Dois pesos, duas medidas: na convenção dos tucanos, em Belo Horizonte, não foi referida como presença incômoda, nem tratado como “mensaleiro”, o senador Eduardo Azeredo que, então presidente nacional do PSDB, confessou haver recebido alguns milhões, quando candidato à reeleição para Governador de Minas, inaugurando o denominado valerioduto e, agora, absolvido pelo Senado.

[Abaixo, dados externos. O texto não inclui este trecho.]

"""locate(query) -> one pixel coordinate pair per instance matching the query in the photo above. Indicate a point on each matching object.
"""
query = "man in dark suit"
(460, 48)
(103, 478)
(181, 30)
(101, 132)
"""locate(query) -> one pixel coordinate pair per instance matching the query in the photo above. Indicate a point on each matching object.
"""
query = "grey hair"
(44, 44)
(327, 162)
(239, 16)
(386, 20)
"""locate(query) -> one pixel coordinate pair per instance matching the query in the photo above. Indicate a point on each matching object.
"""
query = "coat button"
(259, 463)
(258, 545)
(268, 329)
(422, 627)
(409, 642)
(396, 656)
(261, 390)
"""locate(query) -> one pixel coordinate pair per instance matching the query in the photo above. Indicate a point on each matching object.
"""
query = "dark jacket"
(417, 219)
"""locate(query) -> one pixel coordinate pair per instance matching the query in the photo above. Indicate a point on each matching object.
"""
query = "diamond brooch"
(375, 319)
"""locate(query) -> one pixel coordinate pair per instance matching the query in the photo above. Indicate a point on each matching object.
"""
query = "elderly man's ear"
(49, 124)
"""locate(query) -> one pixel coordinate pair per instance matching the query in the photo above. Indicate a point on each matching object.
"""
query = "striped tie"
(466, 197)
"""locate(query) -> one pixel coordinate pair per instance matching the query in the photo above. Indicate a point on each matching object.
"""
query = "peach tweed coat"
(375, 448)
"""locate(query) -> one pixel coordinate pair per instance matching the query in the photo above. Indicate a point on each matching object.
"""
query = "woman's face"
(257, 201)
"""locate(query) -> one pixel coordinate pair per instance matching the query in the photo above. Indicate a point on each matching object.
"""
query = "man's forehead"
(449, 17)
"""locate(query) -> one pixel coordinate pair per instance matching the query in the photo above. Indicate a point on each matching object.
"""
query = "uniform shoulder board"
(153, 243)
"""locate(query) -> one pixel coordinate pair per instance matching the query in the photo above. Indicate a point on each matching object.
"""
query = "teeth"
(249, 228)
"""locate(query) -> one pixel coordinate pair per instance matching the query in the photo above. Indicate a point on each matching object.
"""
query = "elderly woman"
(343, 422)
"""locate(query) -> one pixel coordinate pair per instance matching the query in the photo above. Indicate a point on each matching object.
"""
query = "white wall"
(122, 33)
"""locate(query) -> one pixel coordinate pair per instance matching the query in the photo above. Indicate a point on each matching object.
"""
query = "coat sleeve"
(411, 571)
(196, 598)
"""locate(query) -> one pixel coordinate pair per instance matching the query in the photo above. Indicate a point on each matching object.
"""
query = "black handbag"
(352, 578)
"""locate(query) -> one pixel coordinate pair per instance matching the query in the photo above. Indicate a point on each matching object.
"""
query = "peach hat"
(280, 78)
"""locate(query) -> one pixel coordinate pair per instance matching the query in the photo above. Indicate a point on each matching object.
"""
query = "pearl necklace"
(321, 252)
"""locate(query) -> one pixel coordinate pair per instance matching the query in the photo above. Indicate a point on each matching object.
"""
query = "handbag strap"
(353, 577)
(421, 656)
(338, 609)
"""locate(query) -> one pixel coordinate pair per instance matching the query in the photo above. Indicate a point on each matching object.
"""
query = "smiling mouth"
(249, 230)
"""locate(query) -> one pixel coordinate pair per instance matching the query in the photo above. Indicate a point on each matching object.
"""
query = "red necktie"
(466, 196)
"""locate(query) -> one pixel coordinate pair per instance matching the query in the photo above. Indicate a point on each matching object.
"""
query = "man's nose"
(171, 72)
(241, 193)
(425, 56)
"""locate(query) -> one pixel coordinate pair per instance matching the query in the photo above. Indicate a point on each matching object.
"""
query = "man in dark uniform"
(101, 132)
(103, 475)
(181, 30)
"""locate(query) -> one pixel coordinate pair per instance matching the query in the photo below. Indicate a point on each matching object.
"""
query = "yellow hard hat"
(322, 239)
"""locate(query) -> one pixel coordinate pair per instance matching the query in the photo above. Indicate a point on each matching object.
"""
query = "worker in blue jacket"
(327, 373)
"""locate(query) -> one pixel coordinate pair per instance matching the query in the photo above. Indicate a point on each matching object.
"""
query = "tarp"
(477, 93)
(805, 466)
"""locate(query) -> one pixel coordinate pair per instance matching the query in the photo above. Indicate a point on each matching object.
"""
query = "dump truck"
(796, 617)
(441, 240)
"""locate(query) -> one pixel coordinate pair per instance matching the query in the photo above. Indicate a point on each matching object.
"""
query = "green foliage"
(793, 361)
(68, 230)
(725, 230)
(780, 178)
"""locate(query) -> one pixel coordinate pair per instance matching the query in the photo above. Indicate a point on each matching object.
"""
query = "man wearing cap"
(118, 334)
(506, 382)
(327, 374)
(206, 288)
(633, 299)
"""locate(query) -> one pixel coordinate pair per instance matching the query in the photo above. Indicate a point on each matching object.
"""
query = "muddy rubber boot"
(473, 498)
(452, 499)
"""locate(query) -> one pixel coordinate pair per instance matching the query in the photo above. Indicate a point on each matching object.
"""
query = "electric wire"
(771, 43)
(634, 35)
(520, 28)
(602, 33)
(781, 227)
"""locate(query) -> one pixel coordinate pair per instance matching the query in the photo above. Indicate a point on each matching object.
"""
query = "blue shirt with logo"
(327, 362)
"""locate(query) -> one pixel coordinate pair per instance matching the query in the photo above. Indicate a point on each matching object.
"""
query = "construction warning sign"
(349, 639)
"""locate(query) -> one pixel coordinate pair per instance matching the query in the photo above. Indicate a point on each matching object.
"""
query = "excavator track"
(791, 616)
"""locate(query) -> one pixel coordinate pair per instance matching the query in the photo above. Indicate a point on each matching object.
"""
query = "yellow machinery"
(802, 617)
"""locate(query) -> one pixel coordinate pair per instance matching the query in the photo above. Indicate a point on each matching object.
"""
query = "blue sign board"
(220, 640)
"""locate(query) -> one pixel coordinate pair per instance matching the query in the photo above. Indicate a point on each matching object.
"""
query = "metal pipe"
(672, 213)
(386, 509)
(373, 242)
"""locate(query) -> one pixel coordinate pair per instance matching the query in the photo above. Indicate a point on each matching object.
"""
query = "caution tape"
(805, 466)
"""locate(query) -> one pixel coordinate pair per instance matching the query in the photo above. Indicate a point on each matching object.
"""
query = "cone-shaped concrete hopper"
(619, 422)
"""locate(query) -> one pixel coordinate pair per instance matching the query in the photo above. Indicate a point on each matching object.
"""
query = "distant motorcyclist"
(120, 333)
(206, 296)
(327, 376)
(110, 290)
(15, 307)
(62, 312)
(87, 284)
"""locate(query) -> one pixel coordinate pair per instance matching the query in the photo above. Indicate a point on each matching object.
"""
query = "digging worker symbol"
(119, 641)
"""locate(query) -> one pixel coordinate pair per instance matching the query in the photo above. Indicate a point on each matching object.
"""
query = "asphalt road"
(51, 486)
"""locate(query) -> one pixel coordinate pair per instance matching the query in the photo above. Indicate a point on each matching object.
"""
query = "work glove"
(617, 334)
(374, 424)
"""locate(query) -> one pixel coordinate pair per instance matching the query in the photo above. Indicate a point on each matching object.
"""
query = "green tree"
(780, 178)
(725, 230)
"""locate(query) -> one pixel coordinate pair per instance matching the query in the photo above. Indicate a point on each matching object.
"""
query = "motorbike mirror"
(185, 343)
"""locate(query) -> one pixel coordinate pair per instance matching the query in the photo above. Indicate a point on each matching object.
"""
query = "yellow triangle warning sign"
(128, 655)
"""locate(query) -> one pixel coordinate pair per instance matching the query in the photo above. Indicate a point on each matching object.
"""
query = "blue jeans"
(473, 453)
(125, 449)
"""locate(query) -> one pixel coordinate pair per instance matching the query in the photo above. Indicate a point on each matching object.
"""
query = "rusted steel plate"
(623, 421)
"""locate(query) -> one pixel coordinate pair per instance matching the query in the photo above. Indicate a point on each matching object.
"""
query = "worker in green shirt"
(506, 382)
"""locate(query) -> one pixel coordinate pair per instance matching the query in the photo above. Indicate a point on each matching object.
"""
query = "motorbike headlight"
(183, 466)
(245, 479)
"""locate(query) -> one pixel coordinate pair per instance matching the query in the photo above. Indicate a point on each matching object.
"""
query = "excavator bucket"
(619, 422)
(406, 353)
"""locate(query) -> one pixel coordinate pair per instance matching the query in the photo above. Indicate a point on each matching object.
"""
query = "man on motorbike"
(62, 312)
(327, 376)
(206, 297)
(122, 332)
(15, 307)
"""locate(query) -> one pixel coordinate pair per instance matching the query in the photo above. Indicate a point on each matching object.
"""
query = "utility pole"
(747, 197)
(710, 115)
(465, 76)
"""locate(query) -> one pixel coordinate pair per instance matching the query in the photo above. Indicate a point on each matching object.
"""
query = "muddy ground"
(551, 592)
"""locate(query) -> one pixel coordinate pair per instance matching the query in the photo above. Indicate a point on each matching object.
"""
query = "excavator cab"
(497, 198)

Um corte para o último dia 16 de junho. A Folha de São Paulo estampa, em letras garrafais, a manchete única da capa, ao lado do respectivo texto em que o candidato a vice-presidente, na chapa de Alckimin, senador José Jorge, declarara, em convenção festiva: “como dizem por aí, o presidente Lula é dado ao hábito da bebida”. Na minha leitura, uma carona da Folha, na falta de assunto do casca-grossa, para dizer: “Atenção, leitores-eleitores, Lula bebe!” No mesmo caderno, em páginas menos nobres, sem a mínima chamada de capa, a notícia que remete a uma grande possibilidade do indiciamento de cardeais tucanos e mais de 150 políticos ligados à base de apoio a FHC por recebimento de cerca de 40 milhões, não contabilizados. A já autenticada lista de Furnas.


Pérolas. Patranhas, disparates e trapaças nos meios de comunicação.